What user id do you use to run Hiawatha? Try switching to that user and test if you can read the files via the command line.

The server is running as root (that's how the maker designed it,) but I have full read-write access with any user, so long as it's not via the HTTP interface.
All the files are owned by root:pi, but the user peter (who has no ownership of the file at all) can access them just fine via cat or whatever.
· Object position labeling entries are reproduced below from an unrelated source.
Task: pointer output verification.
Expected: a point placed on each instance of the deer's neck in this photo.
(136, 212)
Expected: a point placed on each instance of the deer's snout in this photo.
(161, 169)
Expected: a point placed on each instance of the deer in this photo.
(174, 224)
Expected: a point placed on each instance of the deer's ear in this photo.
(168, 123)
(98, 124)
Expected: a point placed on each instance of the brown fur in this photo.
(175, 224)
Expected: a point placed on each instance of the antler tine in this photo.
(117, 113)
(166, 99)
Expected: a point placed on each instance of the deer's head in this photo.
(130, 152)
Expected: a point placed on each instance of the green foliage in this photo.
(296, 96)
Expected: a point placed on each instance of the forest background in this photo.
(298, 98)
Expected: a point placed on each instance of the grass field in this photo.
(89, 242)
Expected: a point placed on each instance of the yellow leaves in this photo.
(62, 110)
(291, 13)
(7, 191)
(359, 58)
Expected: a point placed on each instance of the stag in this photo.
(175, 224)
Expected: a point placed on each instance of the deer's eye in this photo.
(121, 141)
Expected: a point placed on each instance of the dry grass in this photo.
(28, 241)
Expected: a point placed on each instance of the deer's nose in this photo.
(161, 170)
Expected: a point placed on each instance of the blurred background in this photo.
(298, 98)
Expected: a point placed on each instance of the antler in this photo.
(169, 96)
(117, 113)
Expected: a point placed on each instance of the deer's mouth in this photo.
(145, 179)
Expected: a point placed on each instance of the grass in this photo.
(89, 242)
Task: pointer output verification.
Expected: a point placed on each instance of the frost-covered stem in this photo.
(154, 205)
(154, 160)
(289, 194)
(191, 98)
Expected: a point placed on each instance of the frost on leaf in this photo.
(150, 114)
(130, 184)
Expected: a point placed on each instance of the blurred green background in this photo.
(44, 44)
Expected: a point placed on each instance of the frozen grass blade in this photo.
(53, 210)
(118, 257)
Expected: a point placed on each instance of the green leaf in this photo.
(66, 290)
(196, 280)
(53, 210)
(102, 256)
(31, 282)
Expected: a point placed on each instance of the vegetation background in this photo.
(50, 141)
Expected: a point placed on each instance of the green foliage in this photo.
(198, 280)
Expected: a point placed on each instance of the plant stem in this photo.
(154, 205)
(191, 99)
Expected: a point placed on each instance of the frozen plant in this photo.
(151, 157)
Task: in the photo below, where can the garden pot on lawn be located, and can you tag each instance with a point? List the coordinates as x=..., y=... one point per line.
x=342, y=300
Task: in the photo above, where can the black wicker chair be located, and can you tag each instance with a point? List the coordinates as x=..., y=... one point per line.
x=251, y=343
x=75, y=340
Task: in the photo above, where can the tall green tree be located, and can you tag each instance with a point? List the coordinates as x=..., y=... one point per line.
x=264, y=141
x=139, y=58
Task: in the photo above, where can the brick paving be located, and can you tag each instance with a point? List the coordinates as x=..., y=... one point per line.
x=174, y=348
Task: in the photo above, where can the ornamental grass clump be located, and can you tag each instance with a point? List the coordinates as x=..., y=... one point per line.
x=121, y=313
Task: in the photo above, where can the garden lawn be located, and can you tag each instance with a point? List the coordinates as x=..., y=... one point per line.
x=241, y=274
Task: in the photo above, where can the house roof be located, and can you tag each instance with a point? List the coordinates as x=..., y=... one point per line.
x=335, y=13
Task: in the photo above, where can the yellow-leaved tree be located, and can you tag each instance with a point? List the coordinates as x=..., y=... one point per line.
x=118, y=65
UPDATE: just chmod'ed the ENTIRE /var/www directory (files AND folders) to 775, now everything works fine! `chmod -R 775 /var/www/`
(I can also run `chmod o-x` on the files themselves without breaking anything..)

I thought I'd triple-checked the permissions, but evidently not.. sorry..

P.S., is there any way to create an account or password-protect a username?

Are you sure Hiawatha is running as root? After starting Hiawatha via the root account, it should change user id to the one set via ServerId in hiawatha.conf or to user nobody when it's not set.

What do yo mean with 'create an account'?

Hi James,
I installed on my PI a few minutes ago and had no problems. I used "sudo su" before, but it should be the same result.

Maybe you did not change your VirtualHosts? That is the only thing you need to do after installation
Something like this:

VirtualHost {
Hostname = yourdomain.org
WebsiteRoot = /var/www/yourdomain.org
StartFile = index.html
AccessLogfile = /var/log/hiawatha/yourdomain_access.log
ErrorLogfile = /var/log/hiawatha/yourdomain_error.log
}

Permissions:
/var/www/yourdomain.org is root:root and 755 on my Test-Raspi

The default Binding is only for IP-spiders, for security. So you need VirtualHost

I tested Raspi 3.6.11 with Hiawatha 9.1


"Account" means .htpassword replacement ?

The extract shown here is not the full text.